KNN imputation is a machine learning algorithm used to fill in missing attribute values in datasets. It works by identifying the k-nearest neighbors to each missing value in the dataset and taking the average (or weighted average) of their values.
The KNN imputation method is very helpful for handling all types of missing attribute values because it can be used for discrete, continuous, ordinal, and categorical data.
Q13. What is Normal Distribution?
A normal distribution is often known as the Gaussian distribution or bell curve. It refers to a continuous probability distribution that is symmetrical around its mean and is widely used in statistics. The key properties of the normal distribution are:
- There are two parameters that define a normal distribution, i.e., the mean and the standard deviation.

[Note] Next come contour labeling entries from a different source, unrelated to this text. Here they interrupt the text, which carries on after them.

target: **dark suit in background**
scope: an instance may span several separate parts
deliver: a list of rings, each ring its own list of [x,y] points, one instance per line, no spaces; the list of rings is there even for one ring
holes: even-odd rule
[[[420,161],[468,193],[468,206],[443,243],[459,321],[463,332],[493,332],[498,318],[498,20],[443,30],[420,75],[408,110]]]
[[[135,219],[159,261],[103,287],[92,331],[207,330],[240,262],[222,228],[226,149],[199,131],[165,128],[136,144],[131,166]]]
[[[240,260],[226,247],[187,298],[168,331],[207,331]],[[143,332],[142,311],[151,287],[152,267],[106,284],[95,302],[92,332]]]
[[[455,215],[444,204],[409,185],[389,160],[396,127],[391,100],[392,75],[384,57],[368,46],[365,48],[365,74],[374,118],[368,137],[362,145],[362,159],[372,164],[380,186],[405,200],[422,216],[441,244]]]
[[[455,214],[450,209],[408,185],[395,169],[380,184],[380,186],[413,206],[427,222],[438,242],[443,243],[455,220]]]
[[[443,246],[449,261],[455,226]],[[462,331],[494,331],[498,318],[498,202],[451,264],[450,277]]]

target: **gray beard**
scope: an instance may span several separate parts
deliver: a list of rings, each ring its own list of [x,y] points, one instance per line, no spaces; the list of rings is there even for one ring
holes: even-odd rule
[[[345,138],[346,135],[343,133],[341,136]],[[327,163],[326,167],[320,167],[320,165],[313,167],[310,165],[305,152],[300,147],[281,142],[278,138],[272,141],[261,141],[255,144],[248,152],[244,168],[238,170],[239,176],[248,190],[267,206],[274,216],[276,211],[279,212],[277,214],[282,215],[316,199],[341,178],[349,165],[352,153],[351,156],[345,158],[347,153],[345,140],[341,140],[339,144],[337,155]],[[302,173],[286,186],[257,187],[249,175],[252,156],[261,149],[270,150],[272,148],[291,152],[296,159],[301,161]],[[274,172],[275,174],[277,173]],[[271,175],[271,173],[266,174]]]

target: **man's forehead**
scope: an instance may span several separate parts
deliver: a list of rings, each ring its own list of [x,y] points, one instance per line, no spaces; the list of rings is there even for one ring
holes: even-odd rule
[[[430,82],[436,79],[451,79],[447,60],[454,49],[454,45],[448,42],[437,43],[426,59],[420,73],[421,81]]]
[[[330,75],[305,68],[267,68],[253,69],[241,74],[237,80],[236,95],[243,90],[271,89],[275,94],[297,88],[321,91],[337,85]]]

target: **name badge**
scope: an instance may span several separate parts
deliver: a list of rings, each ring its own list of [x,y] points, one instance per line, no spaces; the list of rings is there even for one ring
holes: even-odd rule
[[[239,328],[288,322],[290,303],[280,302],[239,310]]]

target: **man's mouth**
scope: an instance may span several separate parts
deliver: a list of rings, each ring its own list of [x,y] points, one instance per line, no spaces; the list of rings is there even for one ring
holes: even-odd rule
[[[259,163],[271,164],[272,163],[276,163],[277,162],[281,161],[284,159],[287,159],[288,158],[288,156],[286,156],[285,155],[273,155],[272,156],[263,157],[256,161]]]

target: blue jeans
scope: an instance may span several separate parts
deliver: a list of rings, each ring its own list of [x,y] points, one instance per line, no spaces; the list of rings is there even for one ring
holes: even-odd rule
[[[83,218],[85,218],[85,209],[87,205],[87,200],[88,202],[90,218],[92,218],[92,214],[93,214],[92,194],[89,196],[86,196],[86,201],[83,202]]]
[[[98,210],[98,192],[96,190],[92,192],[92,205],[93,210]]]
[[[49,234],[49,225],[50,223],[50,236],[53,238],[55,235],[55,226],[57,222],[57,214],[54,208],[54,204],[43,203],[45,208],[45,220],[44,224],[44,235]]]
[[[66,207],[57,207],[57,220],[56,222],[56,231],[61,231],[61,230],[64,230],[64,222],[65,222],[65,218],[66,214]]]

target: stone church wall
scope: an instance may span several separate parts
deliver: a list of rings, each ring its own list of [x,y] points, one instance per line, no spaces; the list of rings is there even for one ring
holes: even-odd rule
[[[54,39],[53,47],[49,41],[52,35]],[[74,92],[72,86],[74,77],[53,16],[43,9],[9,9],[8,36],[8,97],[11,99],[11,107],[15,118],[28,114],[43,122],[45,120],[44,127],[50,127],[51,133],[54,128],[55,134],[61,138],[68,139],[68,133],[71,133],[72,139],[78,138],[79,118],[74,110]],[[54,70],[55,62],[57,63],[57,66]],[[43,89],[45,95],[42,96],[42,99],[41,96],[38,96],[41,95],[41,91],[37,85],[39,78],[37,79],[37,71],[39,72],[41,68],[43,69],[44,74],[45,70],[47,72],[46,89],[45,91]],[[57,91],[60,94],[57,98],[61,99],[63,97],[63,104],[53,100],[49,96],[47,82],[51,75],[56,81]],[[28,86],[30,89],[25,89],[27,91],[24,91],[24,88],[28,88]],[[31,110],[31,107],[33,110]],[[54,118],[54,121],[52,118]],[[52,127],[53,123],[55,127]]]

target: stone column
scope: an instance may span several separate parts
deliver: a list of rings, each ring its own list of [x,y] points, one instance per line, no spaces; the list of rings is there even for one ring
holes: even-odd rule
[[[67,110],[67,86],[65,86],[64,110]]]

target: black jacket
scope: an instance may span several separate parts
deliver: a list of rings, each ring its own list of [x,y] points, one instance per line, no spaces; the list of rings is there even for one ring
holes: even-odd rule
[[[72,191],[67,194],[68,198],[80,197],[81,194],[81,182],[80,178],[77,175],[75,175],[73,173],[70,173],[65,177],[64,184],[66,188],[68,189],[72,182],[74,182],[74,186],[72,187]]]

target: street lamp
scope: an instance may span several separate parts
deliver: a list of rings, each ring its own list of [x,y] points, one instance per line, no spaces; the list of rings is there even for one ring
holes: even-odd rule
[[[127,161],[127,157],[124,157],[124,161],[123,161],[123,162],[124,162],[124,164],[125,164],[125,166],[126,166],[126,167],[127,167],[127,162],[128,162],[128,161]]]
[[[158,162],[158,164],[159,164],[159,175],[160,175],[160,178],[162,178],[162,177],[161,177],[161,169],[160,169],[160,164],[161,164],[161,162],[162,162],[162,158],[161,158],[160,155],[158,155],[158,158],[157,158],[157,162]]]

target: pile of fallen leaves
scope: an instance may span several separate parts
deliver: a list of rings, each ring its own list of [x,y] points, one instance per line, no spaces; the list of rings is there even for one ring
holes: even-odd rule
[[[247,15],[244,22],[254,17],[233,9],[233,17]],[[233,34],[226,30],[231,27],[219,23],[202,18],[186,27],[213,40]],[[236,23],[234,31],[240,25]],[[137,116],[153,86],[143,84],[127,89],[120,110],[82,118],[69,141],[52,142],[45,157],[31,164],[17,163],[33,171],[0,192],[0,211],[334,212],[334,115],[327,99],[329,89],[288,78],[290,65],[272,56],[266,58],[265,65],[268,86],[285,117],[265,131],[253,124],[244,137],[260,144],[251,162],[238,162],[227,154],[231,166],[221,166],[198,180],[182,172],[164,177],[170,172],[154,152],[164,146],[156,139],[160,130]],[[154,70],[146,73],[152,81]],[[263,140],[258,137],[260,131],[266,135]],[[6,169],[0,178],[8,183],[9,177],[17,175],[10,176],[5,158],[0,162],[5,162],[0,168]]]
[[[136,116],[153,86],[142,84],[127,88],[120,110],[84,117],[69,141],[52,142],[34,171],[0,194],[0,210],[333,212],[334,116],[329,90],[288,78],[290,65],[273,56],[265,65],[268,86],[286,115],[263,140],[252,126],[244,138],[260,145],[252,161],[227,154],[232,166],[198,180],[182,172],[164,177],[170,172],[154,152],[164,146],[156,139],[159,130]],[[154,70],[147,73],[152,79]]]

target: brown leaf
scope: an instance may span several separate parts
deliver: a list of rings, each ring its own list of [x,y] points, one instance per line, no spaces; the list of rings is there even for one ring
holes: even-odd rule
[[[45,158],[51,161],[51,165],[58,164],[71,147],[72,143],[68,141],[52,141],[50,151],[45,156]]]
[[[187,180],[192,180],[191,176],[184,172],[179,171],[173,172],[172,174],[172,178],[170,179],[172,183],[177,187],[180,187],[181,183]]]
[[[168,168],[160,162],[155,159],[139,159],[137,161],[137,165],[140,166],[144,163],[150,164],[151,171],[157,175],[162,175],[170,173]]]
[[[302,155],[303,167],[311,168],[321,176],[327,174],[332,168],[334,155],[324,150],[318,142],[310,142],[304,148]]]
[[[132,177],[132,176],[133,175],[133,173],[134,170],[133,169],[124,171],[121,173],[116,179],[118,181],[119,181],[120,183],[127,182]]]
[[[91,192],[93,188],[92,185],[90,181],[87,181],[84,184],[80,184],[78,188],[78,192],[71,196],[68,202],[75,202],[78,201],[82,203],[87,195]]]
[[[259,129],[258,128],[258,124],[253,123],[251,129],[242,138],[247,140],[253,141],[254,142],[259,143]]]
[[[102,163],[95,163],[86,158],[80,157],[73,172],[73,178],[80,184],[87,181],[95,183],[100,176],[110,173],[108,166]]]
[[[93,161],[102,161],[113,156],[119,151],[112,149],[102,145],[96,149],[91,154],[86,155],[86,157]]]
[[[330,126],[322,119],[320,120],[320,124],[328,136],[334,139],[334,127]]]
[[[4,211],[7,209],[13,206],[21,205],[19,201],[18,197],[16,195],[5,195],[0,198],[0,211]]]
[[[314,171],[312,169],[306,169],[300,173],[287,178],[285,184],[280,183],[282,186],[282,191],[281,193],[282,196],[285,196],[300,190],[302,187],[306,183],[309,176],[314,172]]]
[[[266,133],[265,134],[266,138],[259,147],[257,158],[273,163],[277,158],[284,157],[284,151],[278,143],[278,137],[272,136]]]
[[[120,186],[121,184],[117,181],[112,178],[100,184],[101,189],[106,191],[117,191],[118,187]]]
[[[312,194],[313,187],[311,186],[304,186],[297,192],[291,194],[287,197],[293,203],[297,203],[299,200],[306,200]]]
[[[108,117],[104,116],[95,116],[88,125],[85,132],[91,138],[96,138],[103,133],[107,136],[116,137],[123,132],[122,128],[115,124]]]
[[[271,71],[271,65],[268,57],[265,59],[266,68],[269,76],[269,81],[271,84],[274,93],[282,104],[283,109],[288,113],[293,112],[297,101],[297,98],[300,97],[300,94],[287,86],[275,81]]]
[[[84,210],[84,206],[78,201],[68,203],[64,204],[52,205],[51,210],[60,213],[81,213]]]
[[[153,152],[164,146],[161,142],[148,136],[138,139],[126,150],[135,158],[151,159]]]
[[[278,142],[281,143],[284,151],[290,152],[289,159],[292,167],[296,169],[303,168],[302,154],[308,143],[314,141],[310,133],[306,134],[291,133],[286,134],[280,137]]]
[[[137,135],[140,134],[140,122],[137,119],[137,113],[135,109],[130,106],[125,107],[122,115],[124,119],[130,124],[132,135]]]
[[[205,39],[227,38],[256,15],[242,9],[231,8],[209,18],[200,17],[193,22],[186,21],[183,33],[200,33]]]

- Most observations cluster around the central peak, which is the mean of the distribution.
- The value of the mean, median, and mode will be the same in a distribution which is entirely normal.
- The standard normal distribution is a particular instance of the normal distribution. The value of its mean and standard deviation are 0 and 1, respectively. The normal distribution has zero skew and a kurtosis of 3.
Q14. Describe the term Data Visualization.
The graphical depiction of information and data using graphs, maps, and other visual tools is known as data visualization. It is a way to communicate complex information in a visual format thus making it easier to understand, interpret and derive insights from.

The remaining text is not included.